It’s been almost two weeks since a Maryland county council talked about passing a resolution asking Congress to spend less on wars, irking Bethesda-based defense giant Lockheed Martin.

We know Virginia immediately seized on the dispute, contacting the company, which employs more than 5,000 workers in Montgomery County, Md., to try to lure it to the state.

The formal ribbon cutting welcoming the move of Northrop Grumman's world headquarters to Fairfax County. From left: Rep. Jim Moran, Gov. Bob McDonnell, Rep. Gerry Connolly, Northrop CEO Wesley G. Bush, Sen. Mark Warner and Fairfax Board of Supervisors Chairwoman Sharon Bulova. (Tom Jackman/The Washington Post)

Has that changed?

McDonnell (R) smiled broadly when asked if he had called Lockheed Martin executives to woo them to Virginia.
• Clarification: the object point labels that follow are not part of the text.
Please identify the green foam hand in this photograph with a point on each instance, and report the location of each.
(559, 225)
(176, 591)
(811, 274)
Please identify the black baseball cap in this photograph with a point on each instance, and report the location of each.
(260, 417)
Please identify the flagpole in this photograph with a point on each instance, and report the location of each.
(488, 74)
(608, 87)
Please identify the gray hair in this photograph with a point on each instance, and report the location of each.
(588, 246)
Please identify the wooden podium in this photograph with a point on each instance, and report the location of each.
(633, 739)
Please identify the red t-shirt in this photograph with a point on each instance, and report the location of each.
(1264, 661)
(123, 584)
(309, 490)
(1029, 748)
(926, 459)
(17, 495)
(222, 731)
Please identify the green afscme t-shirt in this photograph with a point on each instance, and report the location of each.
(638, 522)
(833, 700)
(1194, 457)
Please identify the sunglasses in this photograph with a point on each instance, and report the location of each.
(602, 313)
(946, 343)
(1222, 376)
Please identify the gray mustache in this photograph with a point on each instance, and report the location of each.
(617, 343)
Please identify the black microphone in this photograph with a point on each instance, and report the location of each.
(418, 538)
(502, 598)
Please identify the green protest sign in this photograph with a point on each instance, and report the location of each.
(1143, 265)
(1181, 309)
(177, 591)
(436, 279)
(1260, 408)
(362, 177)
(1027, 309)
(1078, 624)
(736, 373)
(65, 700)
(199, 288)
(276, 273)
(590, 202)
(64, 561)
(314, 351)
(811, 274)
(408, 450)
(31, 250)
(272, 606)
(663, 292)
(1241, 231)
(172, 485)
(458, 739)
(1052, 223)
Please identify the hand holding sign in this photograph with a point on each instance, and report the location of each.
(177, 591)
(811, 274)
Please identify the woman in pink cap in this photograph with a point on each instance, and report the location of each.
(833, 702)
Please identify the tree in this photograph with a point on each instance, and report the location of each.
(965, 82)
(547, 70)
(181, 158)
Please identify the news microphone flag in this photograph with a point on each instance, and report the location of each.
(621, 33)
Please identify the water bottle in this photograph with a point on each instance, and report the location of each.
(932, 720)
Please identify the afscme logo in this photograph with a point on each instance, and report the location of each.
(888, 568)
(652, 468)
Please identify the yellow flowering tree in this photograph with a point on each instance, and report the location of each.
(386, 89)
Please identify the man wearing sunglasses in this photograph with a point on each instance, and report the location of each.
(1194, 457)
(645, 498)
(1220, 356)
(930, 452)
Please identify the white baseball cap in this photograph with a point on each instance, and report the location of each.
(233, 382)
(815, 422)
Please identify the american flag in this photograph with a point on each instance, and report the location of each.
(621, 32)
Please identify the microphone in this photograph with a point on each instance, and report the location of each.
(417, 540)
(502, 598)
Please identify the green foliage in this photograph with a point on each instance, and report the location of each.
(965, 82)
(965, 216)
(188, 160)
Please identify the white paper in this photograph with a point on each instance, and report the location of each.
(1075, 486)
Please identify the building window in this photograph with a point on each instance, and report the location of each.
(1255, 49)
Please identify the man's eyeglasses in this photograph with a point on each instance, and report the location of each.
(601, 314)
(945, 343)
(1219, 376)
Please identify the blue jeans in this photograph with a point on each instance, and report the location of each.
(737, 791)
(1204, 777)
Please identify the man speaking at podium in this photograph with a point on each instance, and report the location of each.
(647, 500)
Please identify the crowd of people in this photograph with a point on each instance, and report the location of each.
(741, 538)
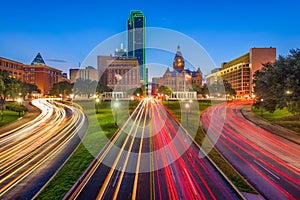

“We are always talking to people [whose] governments are making them feel unwelcome,’’ he said coyly in a recent interview.

Maryland has lost at least two defense contractors to Virginia in recent years. Last year, Northrop Grumman chose Virginia over Maryland for its global headquarters after a process that pitted the two neighboring states against each other. The defense firm moved to Falls Church this summer.

Virginia officials, who have long sought to lure Lockheed Martin’s headquarters to the state, initially had officials at the Virginia Economic Development Partnership contact the company.

“We talk to lots of companies,’’ McDonnell said. “We are always trying to find ways to bring them here.”

McDonnell said he hasn’t spoken to Maryland Gov. Martin O’Malley about the issue, but that his Democratic colleague to the north should be upset by the scene unfolding in his state.

“You see Martin O’Malley doesn’t think states ought to compete with one another,’’ McDonnell said. “He’s just absolutely dead wrong.”